His equivalent of a stiff drink. I sure could have used one. Or even just a rest. But no time. I sighed and wiped sticky mutant blood from my knives onto my pants. “Old guys go first?”

Ethan snickered and crept onto the staircase, and as I followed, my aching muscles eased a little. It was good to hear him laugh. Good to hear any living human sound.

The staircase turned, and we climbed, and climbed, the steps corroded and sometimes crumbling. Firelight leaked in through cracks in the walls, like some gruesome hellpit burned outside, and screams and moans twisted in the air like ghosts.

I shuddered.
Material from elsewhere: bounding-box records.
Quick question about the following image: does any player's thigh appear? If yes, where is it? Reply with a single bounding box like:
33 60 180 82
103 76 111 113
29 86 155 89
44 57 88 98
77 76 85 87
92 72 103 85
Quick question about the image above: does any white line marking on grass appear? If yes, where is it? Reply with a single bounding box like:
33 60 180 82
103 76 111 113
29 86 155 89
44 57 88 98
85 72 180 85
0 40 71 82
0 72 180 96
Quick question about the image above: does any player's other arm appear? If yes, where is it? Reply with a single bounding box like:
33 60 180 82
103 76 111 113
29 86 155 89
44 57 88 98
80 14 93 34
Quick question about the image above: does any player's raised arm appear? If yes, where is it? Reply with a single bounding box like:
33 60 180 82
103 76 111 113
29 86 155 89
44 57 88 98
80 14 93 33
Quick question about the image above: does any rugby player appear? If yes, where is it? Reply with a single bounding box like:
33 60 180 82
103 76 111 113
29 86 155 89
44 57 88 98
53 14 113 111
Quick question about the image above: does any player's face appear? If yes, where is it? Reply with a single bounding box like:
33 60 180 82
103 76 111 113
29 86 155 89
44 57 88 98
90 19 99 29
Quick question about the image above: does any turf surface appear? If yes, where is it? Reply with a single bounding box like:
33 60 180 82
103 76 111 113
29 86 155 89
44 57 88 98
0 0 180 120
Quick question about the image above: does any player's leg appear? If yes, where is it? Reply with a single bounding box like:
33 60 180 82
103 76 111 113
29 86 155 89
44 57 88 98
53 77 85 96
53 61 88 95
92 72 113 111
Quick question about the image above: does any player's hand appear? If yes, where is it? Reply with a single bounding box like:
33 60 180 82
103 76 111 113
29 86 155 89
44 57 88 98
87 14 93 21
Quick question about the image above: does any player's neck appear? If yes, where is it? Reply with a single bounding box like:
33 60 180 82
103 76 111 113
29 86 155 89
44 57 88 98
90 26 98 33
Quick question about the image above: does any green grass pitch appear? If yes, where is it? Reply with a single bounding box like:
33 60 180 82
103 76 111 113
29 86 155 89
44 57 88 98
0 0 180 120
My hex pendant burned, but it had been screaming at me nonstop for the last few hours, and it meant nothing new. My shoulder prickled, an evil, hot breath, and I whirled, but there was no one.

I sucked in a breath, trying to slow my racing pulse. “Why is there no one here?”

“Because it’s a trap?”

“Wow, that’s really comforting.”

“You’re welcome.”

I tried to push ahead of him, to have him behind me, but he held me back with a rigid arm.
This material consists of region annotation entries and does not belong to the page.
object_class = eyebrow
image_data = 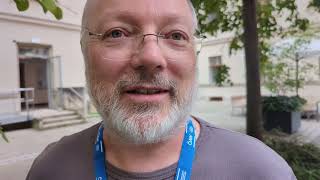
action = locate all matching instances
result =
[97,10,192,29]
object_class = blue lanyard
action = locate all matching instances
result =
[94,119,196,180]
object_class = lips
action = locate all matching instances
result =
[125,86,169,95]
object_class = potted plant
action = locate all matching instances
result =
[262,39,314,134]
[214,64,233,87]
[262,96,306,134]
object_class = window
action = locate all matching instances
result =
[209,56,222,84]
“Wh—ugh!” I stumbled back, twisting my ankle on the step, and, at our feet, a massive chunk of rotted iron shuddered and fell. Four or five spiral steps tumbled away into the dark, and though I waited several seconds, holding my breath, I didn’t hear them land.

Ethan sprang up over the gap, landed lightly on the next unbroken step and held out his hand for me. Yeah, right. Impeccable balance, light step, wiry strength. Stuff I didn’t have.

I sucked in a breath and jumped.

Evil laughter echoed, and thick darkness wrapped itself around my legs and
pulled.

I yelled and flung out a desperate magical web, but it was too far. My guts hollowed. Sparks rained, hissing, and I fell.

But Ethan flashed out his hand, and a stinging whip of light cracked like electric current. My sparks coalesced in harmony, a glittering green cascade, and the whip lashed itself around my waist and yanked me upwards.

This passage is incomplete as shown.